No entanto, este regime carecia de regulamentação por portaria dos membros do Governo responsáveis pelas áreas das finanças e da segurança social. Volvido o primeiro semestre de 2021, a tão “esperada” Portaria foi publicada no passado dia 23 de julho – Portaria n.º 295/2021, de 23 de julho de 2021 –, sendo que a opção jurídica tomada não se pode considerar como sendo a mais razoável, já que a produção de efeitos da referida Portaria retroage a 1 de janeiro de 2021, abrindo-se, desde já, uma janela de litigância, pois, além das várias dúvidas que a aplicação prática deste regime continua a suscitar, e que se esperava que a Portaria esclarecesse (e não o fez cabalmente), bem como do facto da referida Portaria nos parecer alargar o escopo do próprio regime, as Empresas abrangidas pelo referido regime que concluam que tenham incumprido no primeiro semestre de 2021, nunca tiveram oportunidade de tomar medidas preventivas para obviar esse incumprimento.
Além do cariz retroativo, importa destacar os seguintes aspetos introduzidos pela Portaria:
- Quanto às entidades sujeitas, não se encontram abrangidas pelo regime as entidades empregadoras que não sejam consideradas PME no período de tributação de 2020, nos termos previstos no anexo ao Decreto-Lei n.º 372/2007, de 6 de novembro. Daqui parece-nos resultar o alargamento do âmbito de aplicação do regime, já que, nos termos da LOE 2021, a aferição da qualificação de PME era efetuada nos termos previstos no artigo 2.º do anexo do referido Decreto-Lei, o que significa que seria aferido numa lógica individual, não considerando a informação relativa a empresas associadas e parceiras (o que se passa a considerar pela remissão para o anexo todo, ao invés de apenas para o artigo 2.º do referido anexo).
- O acesso aos apoios públicos durante ao ano de 2021, bem como a utilização de incentivos fiscais no exercício de 2021, fica condicionado à observação da manutenção do nível de emprego nos termos previstos na lei e à não cessação de contratos de trabalho ao abrigo das modalidades de despedimento previstas na lei. Daqui resulta que, além do acesso ou da concessão de apoios públicos e incentivo fiscais, também a utilização de benefícios fiscais durante o ano de 2021 ou o exercício de 2021 (nos quais se incluem incentivos referentes a exercícios anteriores) ficam dependentes do cumprimento daquelas condições, sendo que a LOE 2021 apenas faz referência ao acesso e concessão de apoios e incentivos no ano ou exercício de 2021.

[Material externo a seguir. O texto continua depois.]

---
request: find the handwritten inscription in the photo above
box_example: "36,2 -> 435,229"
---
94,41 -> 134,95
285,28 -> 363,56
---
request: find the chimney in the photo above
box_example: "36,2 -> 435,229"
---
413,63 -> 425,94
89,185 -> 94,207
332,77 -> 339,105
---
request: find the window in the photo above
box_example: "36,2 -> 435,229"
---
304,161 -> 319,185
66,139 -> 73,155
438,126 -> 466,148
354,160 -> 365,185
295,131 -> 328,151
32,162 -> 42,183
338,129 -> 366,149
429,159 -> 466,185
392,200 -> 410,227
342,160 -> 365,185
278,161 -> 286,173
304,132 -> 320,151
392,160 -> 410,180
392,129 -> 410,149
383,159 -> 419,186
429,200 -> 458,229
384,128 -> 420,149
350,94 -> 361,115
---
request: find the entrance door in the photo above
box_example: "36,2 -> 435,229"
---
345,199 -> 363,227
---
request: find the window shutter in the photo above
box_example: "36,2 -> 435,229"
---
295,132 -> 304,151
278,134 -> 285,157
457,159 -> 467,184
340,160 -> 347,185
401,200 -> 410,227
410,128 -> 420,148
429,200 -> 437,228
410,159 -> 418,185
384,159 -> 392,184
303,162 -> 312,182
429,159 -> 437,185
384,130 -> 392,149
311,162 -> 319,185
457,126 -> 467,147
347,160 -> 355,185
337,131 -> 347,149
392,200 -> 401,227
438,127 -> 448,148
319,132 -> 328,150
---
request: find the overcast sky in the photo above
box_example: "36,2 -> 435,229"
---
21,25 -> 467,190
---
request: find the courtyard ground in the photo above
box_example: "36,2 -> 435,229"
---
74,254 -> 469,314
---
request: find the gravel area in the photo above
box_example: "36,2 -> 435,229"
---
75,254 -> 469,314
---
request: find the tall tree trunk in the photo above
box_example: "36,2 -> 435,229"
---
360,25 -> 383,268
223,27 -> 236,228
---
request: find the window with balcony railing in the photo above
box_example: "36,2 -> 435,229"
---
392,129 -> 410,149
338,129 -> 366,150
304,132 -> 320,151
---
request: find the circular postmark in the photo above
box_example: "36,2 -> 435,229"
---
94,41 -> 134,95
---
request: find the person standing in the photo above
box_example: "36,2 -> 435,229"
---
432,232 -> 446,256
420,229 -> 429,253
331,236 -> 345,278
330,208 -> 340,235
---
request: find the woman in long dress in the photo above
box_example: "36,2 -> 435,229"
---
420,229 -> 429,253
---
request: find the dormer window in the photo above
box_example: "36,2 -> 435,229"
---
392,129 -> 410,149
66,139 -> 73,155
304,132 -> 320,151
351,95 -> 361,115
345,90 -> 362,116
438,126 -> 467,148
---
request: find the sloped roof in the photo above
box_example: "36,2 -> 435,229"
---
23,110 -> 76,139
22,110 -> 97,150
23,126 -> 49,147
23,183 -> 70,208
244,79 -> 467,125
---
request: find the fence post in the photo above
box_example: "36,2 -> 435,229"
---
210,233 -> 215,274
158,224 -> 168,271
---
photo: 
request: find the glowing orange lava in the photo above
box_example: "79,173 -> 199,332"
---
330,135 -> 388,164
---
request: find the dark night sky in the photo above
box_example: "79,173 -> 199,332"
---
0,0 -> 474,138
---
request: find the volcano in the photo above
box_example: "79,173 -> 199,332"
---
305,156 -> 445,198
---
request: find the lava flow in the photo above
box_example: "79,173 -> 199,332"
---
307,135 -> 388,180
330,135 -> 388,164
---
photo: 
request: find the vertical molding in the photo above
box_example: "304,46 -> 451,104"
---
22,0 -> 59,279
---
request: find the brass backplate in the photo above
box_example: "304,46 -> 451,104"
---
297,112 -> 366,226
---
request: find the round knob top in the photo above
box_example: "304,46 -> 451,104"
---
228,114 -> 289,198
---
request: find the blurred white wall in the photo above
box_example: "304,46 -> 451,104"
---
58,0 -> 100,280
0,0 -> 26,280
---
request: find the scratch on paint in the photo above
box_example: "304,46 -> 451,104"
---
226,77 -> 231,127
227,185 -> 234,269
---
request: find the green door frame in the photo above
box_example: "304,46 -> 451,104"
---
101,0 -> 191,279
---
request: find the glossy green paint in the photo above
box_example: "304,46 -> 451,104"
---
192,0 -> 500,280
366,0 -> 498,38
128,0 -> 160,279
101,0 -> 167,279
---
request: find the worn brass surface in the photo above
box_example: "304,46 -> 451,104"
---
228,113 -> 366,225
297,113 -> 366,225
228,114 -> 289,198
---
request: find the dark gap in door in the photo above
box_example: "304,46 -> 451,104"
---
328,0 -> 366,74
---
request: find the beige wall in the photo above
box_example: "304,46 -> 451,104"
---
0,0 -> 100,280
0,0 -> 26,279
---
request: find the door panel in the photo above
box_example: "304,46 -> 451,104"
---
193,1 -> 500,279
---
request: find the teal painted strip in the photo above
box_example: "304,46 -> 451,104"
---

- A entidades sujeitas ao regime poderão demonstrar o cumprimento das condições de manutenção do nível de emprego considerando o computo global das entidades (residentes em Portugal ou entidades com estabelecimento estável em Portugal) que com ela tenham uma relação societária de participações recíprocas, de domínio ou de grupo. Este aspeto não se encontra previsto na LOE 2021, mas permite evitar o risco de incumprimento, por exemplo, no caso de sociedades que decidam implementar operações de reorganização que impliquem a transferência de trabalhadores para empresas do grupo.
- Para efeitos de aferição da manutenção do nível de emprego, considera-se o número médio de trabalhadores apurado tendo em conta o número de trabalhadores da empresa nos meses decorridos entre outubro de 2020 e o mês anterior ao da candidatura, utilização ou formação do apoio público ou incentivo fiscal. No entanto, não é claro como se apura o número de trabalhadores em cada um dos meses – considera-se o número de trabalhadores no primeiro dia de cada um dos meses? Ou no último dia? Considera-se o número médio mensal? Considera-se o número de trabalhadores diário em cada um dos meses para apurar o número médio de trabalhadores no período relevante?
Posto isto, parece-nos que, considerando o objetivo da Portaria de “(…) desenvolver e densificar os critérios adotados para efeitos de verificação do nível de emprego (…)” e de “clarificar (…), em termos de amplitude temporal, a forma como o incumprimento do regime se traduz a nível da não atribuição ou imediata cessação dos apoios públicos ou incentivos fiscais (…)”, esta extravasou claramente quer a sua finalidade, quer o previsto na LOE 2021, tendo a opção jurídica de retroatividade acabado por ser surpreendente face ao período desafiante e difícil que o tecido empresarial atravessa, em que o expectável seria as atenções permanecerem viradas para a definição de políticas de apoio social capazes de mitigar os efeitos da crise pandémica.